The main reason that I wanted to ask was since Corpse Lake is often mentioned as an example of a card with the 'one or more' wording, which in that case ends up being mainly just dead text (if it's already being limited by the triggered effect part, since that would apply to the characters part as well, right?).
a guarantee

And how do I know someone would say this? Because we have errata on Tarle the Thrice Drowned to say "…3 or more power…" since people insisted that he was only discarded if he had exactly 3 power on him.
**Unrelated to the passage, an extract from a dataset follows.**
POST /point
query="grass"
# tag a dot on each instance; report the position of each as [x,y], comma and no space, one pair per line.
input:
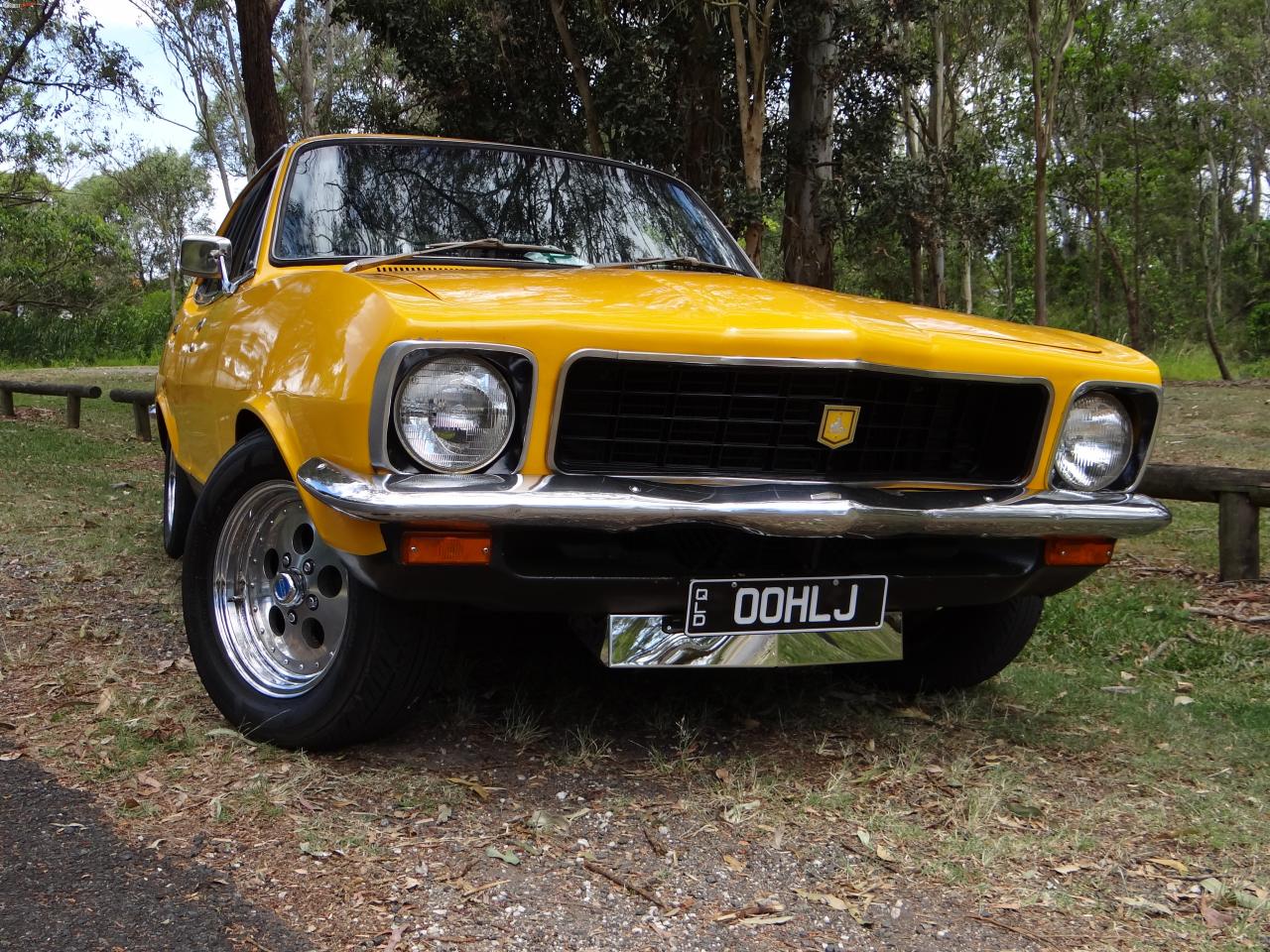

So, "…1 or more…" on Corpse Lake: dead text or preemptive "don't be stupid" errata? You decide.

ktom said:

Well, with this crowd, it isn't really dead text. Let's say Corpse Lake said "Response: After a triggered effect discards a character from the top on an opponent's deck…" and I used Drowned Disciple to discard 3 cards from the top of someone's deck. Those 3 cards are 2 characters and an event. I go to trigger Corpse Lake. I guarantee you that someone would say I can't do it because "two characters," not "a character" was discarded from my opponent's deck.

And how do I know someone would say this? Because we have errata on Tarle the Thrice Drowned to say "…3 or more power…" since people insisted that he was only discarded if he had exactly 3 power on him.

So, "…1 or more…" on Corpse Lake: dead text or preemptive "don't be stupid" errata? You decide.

Sadly true, hehe. It is dead text, but some that adds value, haha.

mdc273 said:

It is dead text, but some that adds value, haha.

Braaaaaaaaaains!

Where are the thumbs for the last two posts…. WHY CAN I NOT LIKE THEM!?!?!?!